Getting started
Gao Wang, Anjing Liu and William Denault
Source:vignettes/getting_started.Rmd
getting_started.RmdmfsusieR is the multi-outcome, functional regression
generalization of susieR::susie(). It provides two main
functions:
-
fsusie(Y, X, pos = NULL, ...)for fine-mapping a single response.Ymay be scalar (T = 1, recoverssusieR::susie()) or functional (T > 1, the single-outcome functional SuSiE model). -
mfsusie(X, Y, pos = NULL, ...)for fine-mapping multiple responses jointly.Yis a list of lengthMoutcomes; each element is a matrixn x T_m(withT_m = 1for scalar outcomes).
Both functions return an object of class
c("mfsusie", "susie") with the standard SuSiE fields
(alpha, mu, mu2,
lbf, KL, sigma2,
elbo, pip, sets,
niter, converged).
Both fits return raw inverse-DWT effect curves through
coef().
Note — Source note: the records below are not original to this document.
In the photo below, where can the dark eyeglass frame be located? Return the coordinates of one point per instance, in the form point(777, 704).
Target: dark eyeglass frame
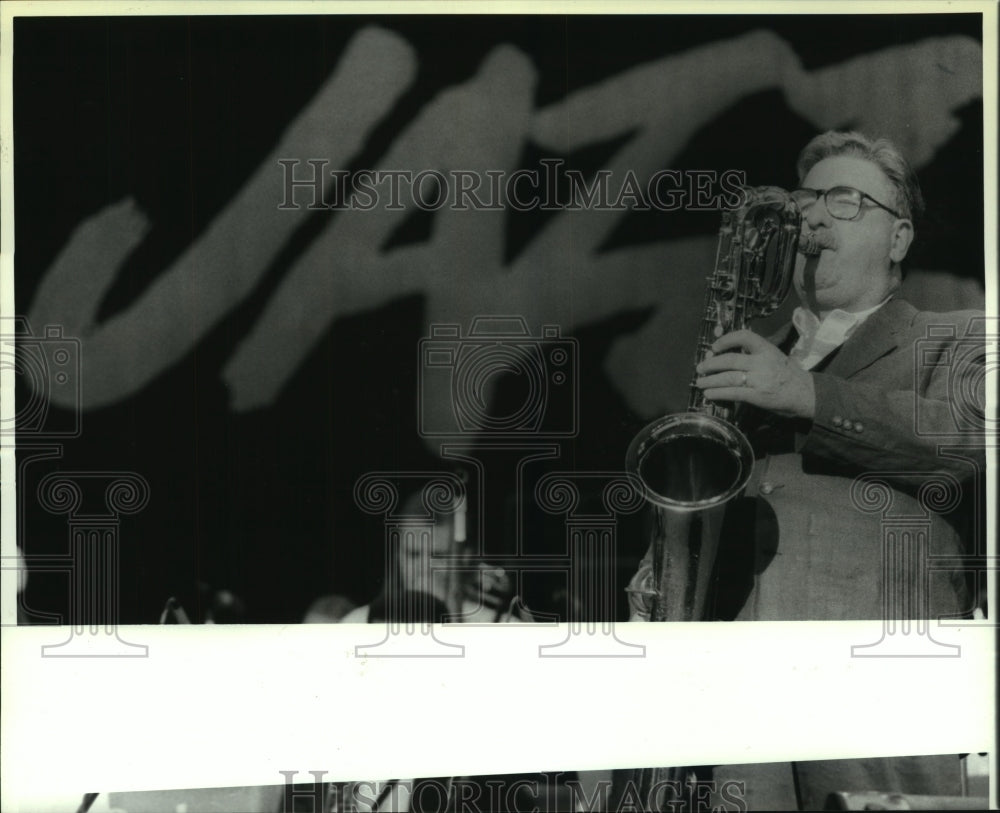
point(862, 196)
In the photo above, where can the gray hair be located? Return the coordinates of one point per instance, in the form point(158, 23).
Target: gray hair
point(909, 202)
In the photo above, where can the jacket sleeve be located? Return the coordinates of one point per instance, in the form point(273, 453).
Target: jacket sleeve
point(867, 424)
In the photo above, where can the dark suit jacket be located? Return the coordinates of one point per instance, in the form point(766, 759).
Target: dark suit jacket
point(861, 513)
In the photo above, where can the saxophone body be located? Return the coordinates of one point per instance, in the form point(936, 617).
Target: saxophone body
point(690, 464)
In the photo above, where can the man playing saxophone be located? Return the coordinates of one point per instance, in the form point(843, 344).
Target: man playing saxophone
point(847, 409)
point(858, 383)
For a smoothed position-space curve with a
pointwise credible band (and, for the HMM smoother, a per-position lfsr
curve), post-process with mf_post_smooth(). Four methods
are available: (i) "TI" (the default),
translation-invariant wavelet denoising via cycle spinning; (ii)
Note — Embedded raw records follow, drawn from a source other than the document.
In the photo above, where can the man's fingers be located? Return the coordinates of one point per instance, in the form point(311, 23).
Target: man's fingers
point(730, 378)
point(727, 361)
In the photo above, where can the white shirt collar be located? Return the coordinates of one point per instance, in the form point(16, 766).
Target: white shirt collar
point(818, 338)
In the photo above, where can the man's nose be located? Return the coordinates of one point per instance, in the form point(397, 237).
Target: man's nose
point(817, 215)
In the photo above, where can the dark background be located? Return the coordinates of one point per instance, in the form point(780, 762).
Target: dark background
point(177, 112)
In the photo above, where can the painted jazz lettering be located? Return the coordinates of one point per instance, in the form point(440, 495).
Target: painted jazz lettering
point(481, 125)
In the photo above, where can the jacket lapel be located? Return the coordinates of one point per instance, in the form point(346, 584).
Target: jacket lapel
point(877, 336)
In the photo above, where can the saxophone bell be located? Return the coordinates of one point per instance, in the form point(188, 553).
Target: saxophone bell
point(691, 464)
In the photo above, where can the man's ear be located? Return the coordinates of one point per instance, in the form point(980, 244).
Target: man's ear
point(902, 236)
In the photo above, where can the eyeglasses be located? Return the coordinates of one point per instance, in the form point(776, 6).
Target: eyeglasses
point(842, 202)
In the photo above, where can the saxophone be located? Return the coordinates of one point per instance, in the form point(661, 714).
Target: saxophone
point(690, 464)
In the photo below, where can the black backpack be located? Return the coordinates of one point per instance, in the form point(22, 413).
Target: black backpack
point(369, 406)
"scalewise", per-scale soft-thresholding of the wavelet
posterior; (iii) "HMM", a hidden Markov model on
per-position regression residuals with a per-position lfsr curve; (iv)
"smash", delegates to smashr::smash.gaus. See
vignette("post_processing")
for the walk-through and the comparison workflow when several smoothers
coexist on one fit.
A small fsusie() example (single outcome,
functional)
Simulate one functional response on a length-32 grid
with two causal variables.
n <- 200; p <- 50; T_m <- 32
X <- matrix(rnorm(n * p), nrow = n)
beta <- numeric(p); beta[c(5, 17)] <- c(1.2, -0.8)
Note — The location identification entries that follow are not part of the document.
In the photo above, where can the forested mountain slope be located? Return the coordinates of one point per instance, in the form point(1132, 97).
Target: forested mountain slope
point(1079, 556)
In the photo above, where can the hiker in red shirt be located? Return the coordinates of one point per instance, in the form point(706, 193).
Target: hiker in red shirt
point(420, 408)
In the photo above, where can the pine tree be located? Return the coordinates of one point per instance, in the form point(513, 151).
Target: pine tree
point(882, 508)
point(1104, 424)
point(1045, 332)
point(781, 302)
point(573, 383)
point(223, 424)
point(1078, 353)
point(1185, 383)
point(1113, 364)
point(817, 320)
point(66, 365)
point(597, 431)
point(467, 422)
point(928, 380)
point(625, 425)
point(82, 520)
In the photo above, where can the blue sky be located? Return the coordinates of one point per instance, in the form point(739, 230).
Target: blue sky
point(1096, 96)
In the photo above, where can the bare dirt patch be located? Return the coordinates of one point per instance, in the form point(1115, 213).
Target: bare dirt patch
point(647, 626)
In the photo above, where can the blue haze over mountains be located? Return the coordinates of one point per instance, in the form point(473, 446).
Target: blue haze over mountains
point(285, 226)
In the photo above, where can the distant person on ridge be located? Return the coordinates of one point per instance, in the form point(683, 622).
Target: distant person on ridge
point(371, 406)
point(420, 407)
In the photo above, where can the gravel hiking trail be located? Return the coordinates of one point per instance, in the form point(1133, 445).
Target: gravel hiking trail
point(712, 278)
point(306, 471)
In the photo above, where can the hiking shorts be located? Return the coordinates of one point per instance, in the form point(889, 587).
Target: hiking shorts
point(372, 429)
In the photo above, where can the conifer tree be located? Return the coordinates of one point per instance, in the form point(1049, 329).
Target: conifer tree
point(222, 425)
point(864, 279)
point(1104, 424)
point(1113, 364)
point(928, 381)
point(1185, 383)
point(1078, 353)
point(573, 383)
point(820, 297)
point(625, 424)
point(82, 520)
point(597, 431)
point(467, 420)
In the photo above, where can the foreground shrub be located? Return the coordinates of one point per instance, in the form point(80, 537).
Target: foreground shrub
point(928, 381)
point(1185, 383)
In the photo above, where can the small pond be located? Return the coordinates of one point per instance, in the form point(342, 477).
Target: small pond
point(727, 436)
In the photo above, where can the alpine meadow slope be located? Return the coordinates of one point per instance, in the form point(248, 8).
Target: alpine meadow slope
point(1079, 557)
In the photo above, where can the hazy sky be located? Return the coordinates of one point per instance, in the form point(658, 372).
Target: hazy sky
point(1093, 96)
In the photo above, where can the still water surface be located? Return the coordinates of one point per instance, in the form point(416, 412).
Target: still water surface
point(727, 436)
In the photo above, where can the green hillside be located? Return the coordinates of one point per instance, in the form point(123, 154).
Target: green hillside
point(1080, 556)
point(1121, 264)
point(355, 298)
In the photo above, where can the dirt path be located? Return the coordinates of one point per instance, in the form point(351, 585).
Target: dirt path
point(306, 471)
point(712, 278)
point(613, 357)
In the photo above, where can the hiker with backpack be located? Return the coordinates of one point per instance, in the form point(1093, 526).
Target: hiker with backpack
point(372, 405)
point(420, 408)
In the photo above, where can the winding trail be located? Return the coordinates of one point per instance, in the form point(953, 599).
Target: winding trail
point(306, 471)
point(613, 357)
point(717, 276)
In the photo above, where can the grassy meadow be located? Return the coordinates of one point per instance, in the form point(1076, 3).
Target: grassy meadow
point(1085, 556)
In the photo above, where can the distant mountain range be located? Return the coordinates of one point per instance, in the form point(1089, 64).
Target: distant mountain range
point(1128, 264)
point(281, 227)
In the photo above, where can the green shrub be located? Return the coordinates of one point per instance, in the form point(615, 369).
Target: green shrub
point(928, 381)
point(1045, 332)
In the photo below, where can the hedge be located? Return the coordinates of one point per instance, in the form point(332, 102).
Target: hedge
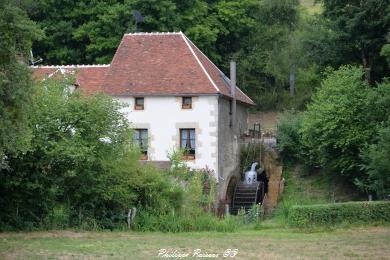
point(339, 213)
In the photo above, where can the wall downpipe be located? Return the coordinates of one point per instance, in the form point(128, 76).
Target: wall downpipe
point(233, 90)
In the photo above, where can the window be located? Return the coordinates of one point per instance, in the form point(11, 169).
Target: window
point(139, 104)
point(187, 103)
point(187, 143)
point(141, 139)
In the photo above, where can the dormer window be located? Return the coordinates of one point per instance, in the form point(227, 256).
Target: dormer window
point(139, 103)
point(187, 103)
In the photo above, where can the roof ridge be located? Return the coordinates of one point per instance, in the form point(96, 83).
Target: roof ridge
point(200, 63)
point(71, 66)
point(215, 65)
point(153, 33)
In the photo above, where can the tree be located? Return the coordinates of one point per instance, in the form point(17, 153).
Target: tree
point(336, 125)
point(363, 26)
point(377, 165)
point(16, 33)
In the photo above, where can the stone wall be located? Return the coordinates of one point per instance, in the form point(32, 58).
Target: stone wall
point(275, 180)
point(229, 144)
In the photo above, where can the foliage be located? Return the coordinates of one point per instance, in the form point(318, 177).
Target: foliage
point(17, 32)
point(197, 207)
point(377, 165)
point(339, 213)
point(288, 136)
point(335, 126)
point(81, 160)
point(362, 27)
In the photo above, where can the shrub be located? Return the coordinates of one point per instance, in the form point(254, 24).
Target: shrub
point(335, 126)
point(339, 213)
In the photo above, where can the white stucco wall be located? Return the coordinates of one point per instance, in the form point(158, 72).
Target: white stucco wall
point(164, 116)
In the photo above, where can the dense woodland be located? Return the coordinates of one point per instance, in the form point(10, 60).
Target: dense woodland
point(328, 64)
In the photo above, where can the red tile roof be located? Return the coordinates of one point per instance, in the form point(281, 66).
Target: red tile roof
point(89, 78)
point(152, 64)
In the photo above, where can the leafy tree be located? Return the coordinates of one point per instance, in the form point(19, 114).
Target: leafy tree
point(16, 35)
point(377, 165)
point(81, 158)
point(363, 26)
point(335, 126)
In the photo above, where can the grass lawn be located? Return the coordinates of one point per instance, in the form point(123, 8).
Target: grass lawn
point(274, 243)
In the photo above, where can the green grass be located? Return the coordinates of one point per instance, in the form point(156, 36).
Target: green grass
point(308, 188)
point(272, 243)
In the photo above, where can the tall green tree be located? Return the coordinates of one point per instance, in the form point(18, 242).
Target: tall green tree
point(17, 32)
point(335, 127)
point(363, 26)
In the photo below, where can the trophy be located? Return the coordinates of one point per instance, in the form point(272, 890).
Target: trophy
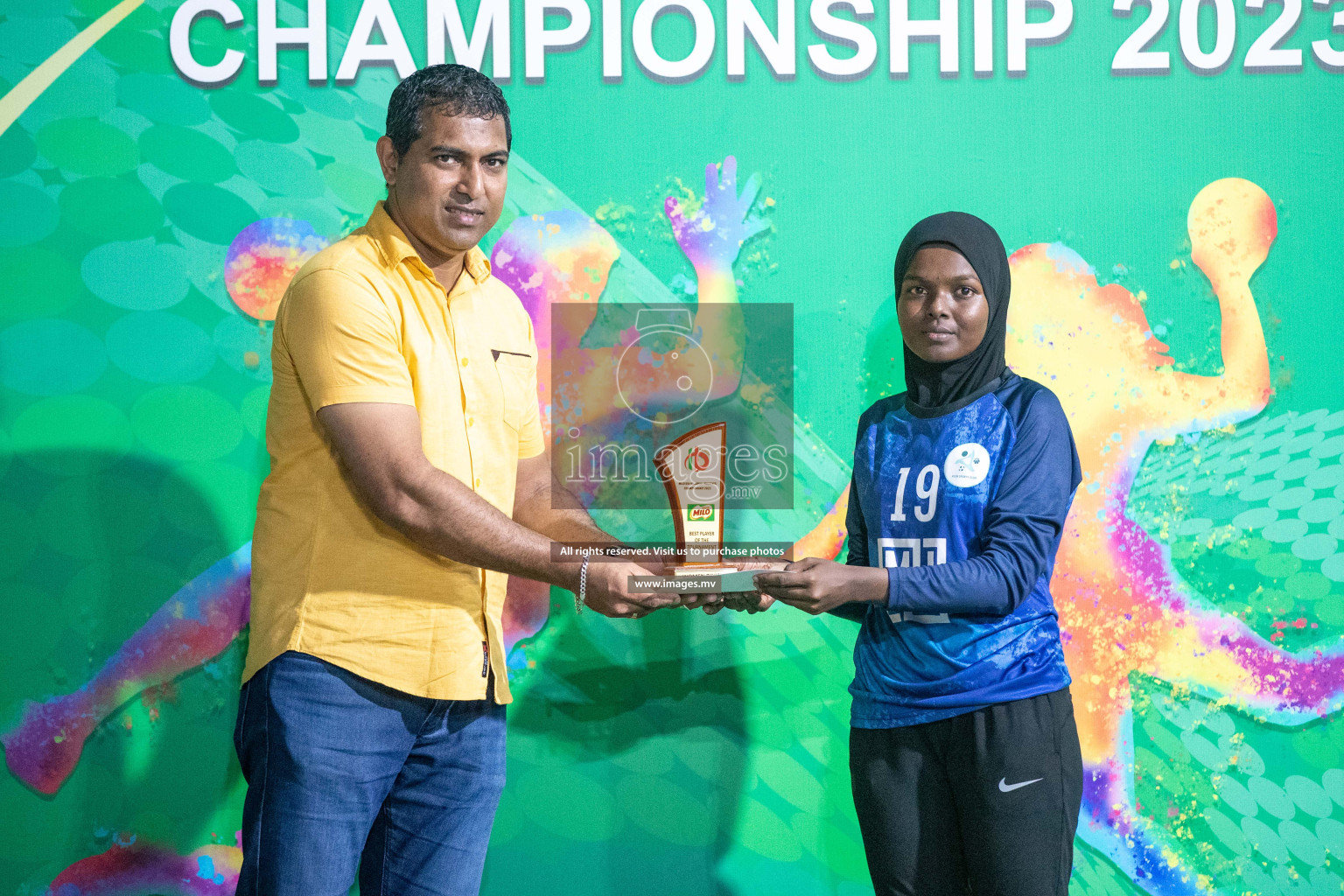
point(691, 469)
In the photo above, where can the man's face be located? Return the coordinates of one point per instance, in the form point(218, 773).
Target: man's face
point(448, 190)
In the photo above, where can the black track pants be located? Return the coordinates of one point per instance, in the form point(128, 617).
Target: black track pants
point(983, 803)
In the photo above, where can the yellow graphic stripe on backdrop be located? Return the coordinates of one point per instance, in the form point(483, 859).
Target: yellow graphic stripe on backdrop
point(14, 102)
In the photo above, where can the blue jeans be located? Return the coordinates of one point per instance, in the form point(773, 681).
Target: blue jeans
point(346, 774)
Y <- X %*% matrix(rep(beta, T_m), nrow = p) +
matrix(rnorm(n * T_m, sd = 0.4), nrow = n)
fit_f <- fsusie(Y, X)
#> iter ELBO delta sigma2 mem V extras
#> 1 -8987.2658 - [0.995, 0.997, 1.000] 0.15 GB [2.67e-02, 1.16e-02, 0 x 3] pi_null=[0.94, 1.00]
#> iter 2: max|d(alpha,PIP)|=2.83e-10, V=[2.67e-02, 1.20e-02, 0 x 3] -- converged (alpha_pip_fixed_point) [mem: 0.16 GB]
#> [L_greedy] 1 round, greedy_lbf_cutoff=0.100, final L=5
#> round L min(lbf) action
#> 1 5 0.000 saturated
fit_f$pip[c(5, 17)]
#> [1] 1 1
length(fit_f$sets$cs)
#> [1] 2fsusie() is a thin wrapper around
mfsusie(X, list(Y), list(pos), ...); the two fits are
bit-identical. mfsusie_plot() works on either:
plot_dims_f <- mfsusie_plot_dimensions(fit_f)
mfsusie_plot(fit_f)
A small mfsusie() example (multi-outcome)
Same X and effect vector, two functional outcomes at
different resolutions plus one scalar outcome.
T_per <- c(32L, 64L)
Y_func <- lapply(T_per, function(T_m) {
X %*% matrix(rep(beta, T_m), nrow = p) +
matrix(rnorm(n * T_m, sd = 0.4), nrow = n)
})
Y_scalar <- as.numeric(X %*% beta + rnorm(n, sd = 0.4))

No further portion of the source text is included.